App Submission: Invalid Binary - Invalid Signature

故事扮演 提交于 2019-12-04 14:24:27

This is what I did when I encountered a similar problem with the Mac App Store:

  1. Re-generate the app's Distribution and Development certificates (from the Apple Developer's Certificates site).
  2. Download both certificates and drag them to Xcode's icon (not sure whether it had any impact, but after so many submission failures, I was pretty superstitious).
  3. Re-fresh the certificates and identities from Xcode.
    1. Open Xcode's Preferences.
    2. Go to Accounts tab.
    3. Clicked my account
    4. Clicked the refresh button.
  4. Generate the archive.
  5. Submit the app and clicked on "refresh signing identities" somewhere mid-way in wizard prompts.

As a reference, here is my built settings related to signing. That one worked the last time I submitted the app (which has been in the "waiting for review" state for the past two days now, so I guess it passed all of their automated tests).

Mani

Your issue relate with signing failed because of your app didn't sign with recent distribution certificate. Check the following steps:

1) Check your bundle identifier to list out provisioning profile as like below picture. Because It also lead to this problem.

2)You may not using the correct certificates when building your app. Just Delete your certificates in Provisioning Portal and create new ones and update them in Xcode.

3) From your picture, you didn't selected correct provisioning profile. Goto Organizer / Provisioning Profiles / Refresh and allow Xcode to fetch the latest ones. see screen shot to how to do that.

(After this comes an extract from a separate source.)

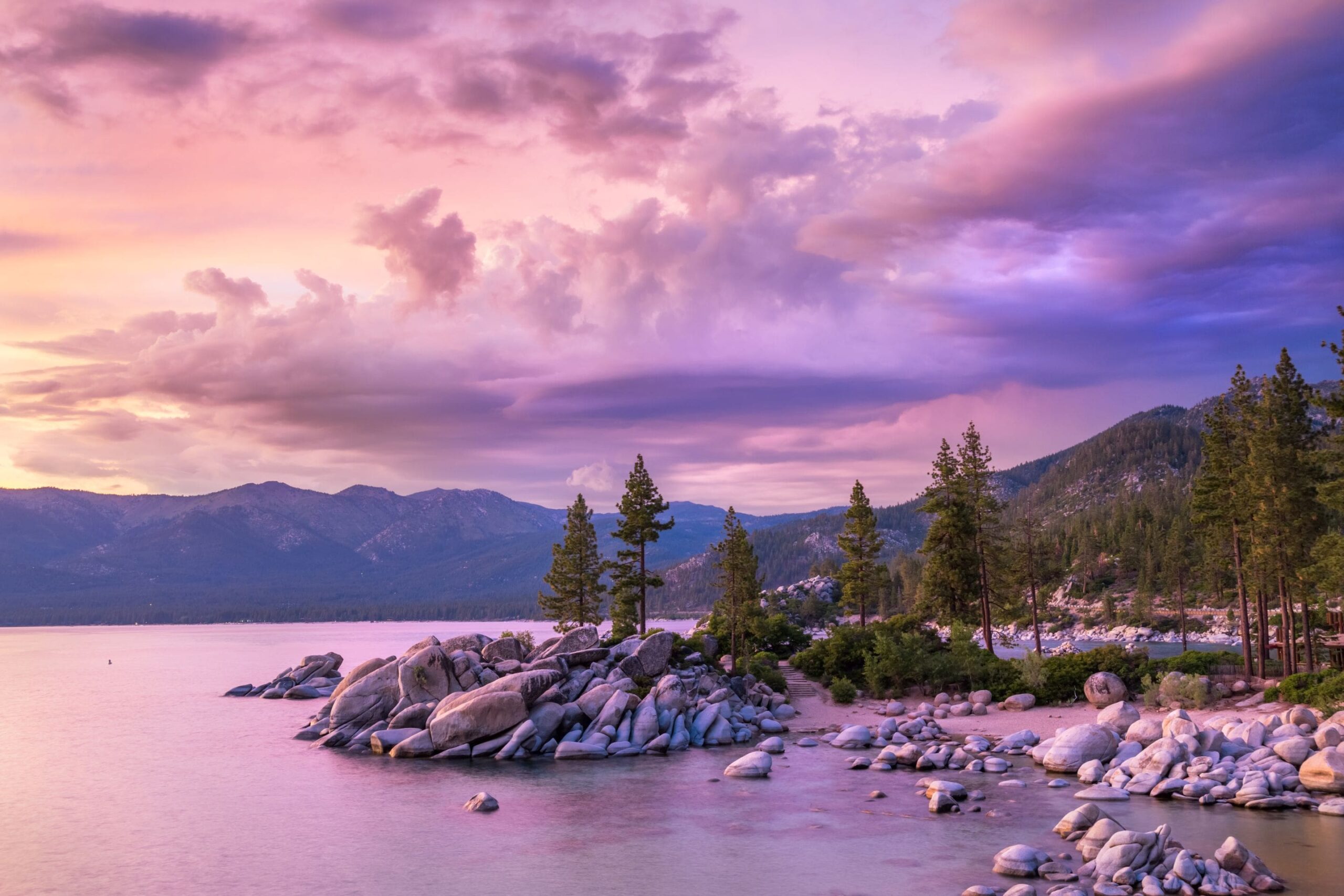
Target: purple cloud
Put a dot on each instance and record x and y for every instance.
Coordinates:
(436, 260)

Select correct Provisioning profile.

Select correct code sign.

4) Cleaned up your project.

5) Just clean all your targets . You can even go to /Users/%USERNAME%/Library/Developer/Xcode/DerivedData and delete all of the directories in there.

see this ref

In Apple developer support there are two additional common causes of the Invalid Signature binary rejection reason,

  1. executable files containing special characters (i.e. non-numeric, and non-alpha). To resolve this issue, change the Xcode target’s Product Name build setting from “${TARGET_NAME} to a string containing only alpha/numeric characters. Let me know if this was the cause of the issue (and the problematic characters) because I file bug reports to fix each instance I find here.

  2. Apple Double Files ("double files") that result from copying the Xcode project uncompressed to/from a non HFS+ formatted hard drive. To check if this caused your rejection: 

A. Run the app diagnostic here: How do I check if my application's signature has been corrupted?

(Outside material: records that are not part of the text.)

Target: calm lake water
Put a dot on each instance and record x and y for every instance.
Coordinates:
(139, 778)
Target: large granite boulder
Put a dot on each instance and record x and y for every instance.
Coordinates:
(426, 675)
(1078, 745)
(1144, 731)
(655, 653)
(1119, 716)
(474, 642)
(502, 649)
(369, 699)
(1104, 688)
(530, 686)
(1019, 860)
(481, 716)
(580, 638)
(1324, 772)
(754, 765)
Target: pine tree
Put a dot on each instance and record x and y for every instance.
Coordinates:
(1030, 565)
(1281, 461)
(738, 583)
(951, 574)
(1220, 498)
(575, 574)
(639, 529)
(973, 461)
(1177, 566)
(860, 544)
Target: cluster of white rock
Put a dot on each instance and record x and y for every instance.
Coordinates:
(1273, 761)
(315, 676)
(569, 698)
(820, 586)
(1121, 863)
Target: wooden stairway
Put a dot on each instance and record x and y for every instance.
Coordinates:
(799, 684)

B. Then check the command line output with: List of Signature Verification Failure Root Causes. Double files are diagnosed with a message like:  

resource missing: my.app/._.*

C. From the docs:

The file prefixed with "._" is considered an AppleDouble file and it can result from copying the uncompressed Xcode project folder onto a non-HFS+ formatted disk. The AppleDouble files must be removed using the 'dot_clean' command. The Xcode project folder is the argument to dot_clean as illustrated below. Note: You can drag your Xcode project folder from Finder into the Terminal window to automatically fill its path into the command.

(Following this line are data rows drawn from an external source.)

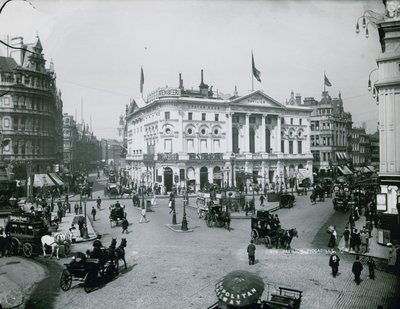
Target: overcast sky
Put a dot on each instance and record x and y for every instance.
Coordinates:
(98, 48)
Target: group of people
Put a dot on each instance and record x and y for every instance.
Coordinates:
(356, 269)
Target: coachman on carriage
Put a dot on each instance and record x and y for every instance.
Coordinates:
(267, 228)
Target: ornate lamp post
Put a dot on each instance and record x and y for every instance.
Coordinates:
(184, 221)
(173, 208)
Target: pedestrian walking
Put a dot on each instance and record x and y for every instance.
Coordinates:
(125, 226)
(262, 198)
(357, 269)
(94, 213)
(332, 238)
(364, 241)
(371, 268)
(334, 263)
(346, 236)
(143, 216)
(251, 251)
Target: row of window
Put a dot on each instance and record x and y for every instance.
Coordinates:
(190, 116)
(291, 150)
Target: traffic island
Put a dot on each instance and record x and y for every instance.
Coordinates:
(178, 228)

        dot_clean /path/to/My_Xcode_Project

(If Terminal can't find the dot_clean utility, download the optional Command Line Tools through Xcode > Preferences > Downloads)

D. After running dot_clean on your Xcode project, create a new app archive (via Xcode > Product > Archive), reattempt submission.

To prevent double files be sure to compress the Xcode project folder to .zip using Finder before transferring it to/from a non HFS+ formatted hard drive. 

  1. Under "Code Signing Identity" Make sure you have selected your Distribution Cert for the "Release" scheme

  2. Under "Provisioning Profile" make sure you select a Distribution provisioning profile (not an Ad Hoc one)

  3. Archive and distribute, make sure the same cert is selected when submitting (after entering your iTunesConnect info)

After doing all of the above

Menu Bar try Product->Archive

Then from the organise try resigning and submitting.

Window->Organiser Select archive and then press distribute (but i'm pretty sure you'll know how that works)

Obviously if you can't do this then chances are you have indeed got something wrong with your signing certificates, more specifically your bundle identifier is likely to be the culprit.

One other option is your app uses services that you haven't set up on developer.apple.com/ios for the app id such as game centre, push notification etc. Good luck

check your launch images . Are they conflicting like 2 images have got same name. Because i have got the similar issue which i solved like this within 10 minutes.

To figure out this problem I just created a new Xcode project and copied and pasted everything into the new project.

In my case the problem was to not ASCII chars in filename (someone did sent us to embed), solution was to do a global search in project:

ls -1 -R -i | grep -a "[^A-Za-z0-9_.':@ /-]"

And delete those chars from filenames.